Kakakku berkata, meskipun ia tidak tegak berdiri, tampak lunglai, juga sarung yang dipakainya seringkali melorot dan nampak tidak rapih, dia konsisten untuk terus mengikuti berjamaah shalat tarawih.
Diantara salam, terkadang kuperhatikan ia. Kini ia bersama seseorang yang seumuran dengannya, wajahnya mirip, tapi tidak identik. Oh, aku pikir mungkin dia kakaknya, atau kakak sepupunya, karena ia tampak sedikit lebih pendek dari anak disampingnya itu.
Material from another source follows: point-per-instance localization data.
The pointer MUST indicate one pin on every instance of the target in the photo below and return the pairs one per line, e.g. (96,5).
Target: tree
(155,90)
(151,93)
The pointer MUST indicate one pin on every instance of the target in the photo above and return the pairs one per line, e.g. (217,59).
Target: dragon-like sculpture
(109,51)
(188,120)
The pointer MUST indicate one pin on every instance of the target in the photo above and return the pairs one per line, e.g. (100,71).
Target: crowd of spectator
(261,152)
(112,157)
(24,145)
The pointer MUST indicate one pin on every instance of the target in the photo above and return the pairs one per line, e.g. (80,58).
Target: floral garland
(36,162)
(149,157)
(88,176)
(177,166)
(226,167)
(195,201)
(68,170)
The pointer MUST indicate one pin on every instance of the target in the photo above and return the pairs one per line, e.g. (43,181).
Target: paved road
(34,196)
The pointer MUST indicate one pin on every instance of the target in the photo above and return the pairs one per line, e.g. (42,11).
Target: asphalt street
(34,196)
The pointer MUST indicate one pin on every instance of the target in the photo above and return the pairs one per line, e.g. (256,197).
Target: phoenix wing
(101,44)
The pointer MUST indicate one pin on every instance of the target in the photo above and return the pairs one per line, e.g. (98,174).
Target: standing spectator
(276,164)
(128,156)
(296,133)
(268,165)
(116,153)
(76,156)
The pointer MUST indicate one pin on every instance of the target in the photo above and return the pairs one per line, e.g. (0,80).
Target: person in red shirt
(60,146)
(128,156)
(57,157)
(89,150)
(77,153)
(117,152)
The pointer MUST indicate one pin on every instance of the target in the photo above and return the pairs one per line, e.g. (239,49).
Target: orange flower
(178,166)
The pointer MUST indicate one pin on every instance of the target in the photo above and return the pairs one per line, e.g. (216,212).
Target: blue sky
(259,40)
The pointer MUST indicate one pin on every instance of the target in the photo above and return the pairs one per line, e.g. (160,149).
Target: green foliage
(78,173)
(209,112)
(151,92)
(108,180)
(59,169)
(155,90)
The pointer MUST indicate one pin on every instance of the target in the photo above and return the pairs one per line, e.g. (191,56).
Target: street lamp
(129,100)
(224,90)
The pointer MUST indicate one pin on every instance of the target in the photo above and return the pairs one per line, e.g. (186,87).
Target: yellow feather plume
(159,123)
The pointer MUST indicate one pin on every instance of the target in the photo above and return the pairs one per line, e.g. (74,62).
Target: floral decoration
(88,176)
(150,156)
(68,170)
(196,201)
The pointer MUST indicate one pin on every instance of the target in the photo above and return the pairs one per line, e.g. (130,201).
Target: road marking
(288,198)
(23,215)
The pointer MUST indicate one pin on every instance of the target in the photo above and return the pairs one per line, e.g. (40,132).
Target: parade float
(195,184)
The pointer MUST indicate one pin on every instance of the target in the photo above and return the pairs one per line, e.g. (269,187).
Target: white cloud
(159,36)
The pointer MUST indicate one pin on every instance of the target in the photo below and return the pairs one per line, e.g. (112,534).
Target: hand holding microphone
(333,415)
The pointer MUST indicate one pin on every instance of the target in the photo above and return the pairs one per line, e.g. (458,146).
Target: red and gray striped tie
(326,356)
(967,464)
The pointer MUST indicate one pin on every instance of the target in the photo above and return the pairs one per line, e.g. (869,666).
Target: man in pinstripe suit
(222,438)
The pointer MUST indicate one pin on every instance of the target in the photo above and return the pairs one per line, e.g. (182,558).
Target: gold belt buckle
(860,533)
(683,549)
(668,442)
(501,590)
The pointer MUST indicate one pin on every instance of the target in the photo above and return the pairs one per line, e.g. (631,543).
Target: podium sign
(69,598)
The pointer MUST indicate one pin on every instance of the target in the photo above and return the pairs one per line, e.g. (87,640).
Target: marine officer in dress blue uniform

Anak di sampingnya itu tampak cukup aktif bergerak, berjalan kesana-kemari, untuk itulah si anak tadi tampak lebih sering sendirian.
Si anak tampak begitu ceria, senyum lebar mengembang, namun ia tidak banyak bercanda, atau tertawa-tawa dan berjalan-jalan seperti anak kecil lain di sekelilingnya.
Tarawih pun usai. Ia melepas sarung yang dipakainya, kemudian menuju barisan akhwat tempatku berada. Ternyata ia menuju ibunya. Ia berikan sarungnya, dan ia pakai jaket mungil dari sang ibu.
My heart cry out loud when I saw him walk. He was smiling, looked really happy towards his mother. He spread that honest smile into the entire mosque.
Bukan ia tidak mau berdiri tegak sebagaimana posisi shalat seharusnya. Bukan.
Bukan ia bermaksud menunjukkan rasa malas dan lunglai saat shalat di hadapan ibunya. Bukan.
Bukan ia tidak mau membetulkan posisi sarung nya agar tampak rapih. Bukan.
P. O. L. I. O
Itulah mengapa
Dan kini aku tau, seseorang yang begitu sehat dan aktif di sampingnya tadi adalah saudaranya. Lebih tepatnya, ia adalah saudara kembarnya.
Suddenly, I feel really pain in my heart. It really hurts.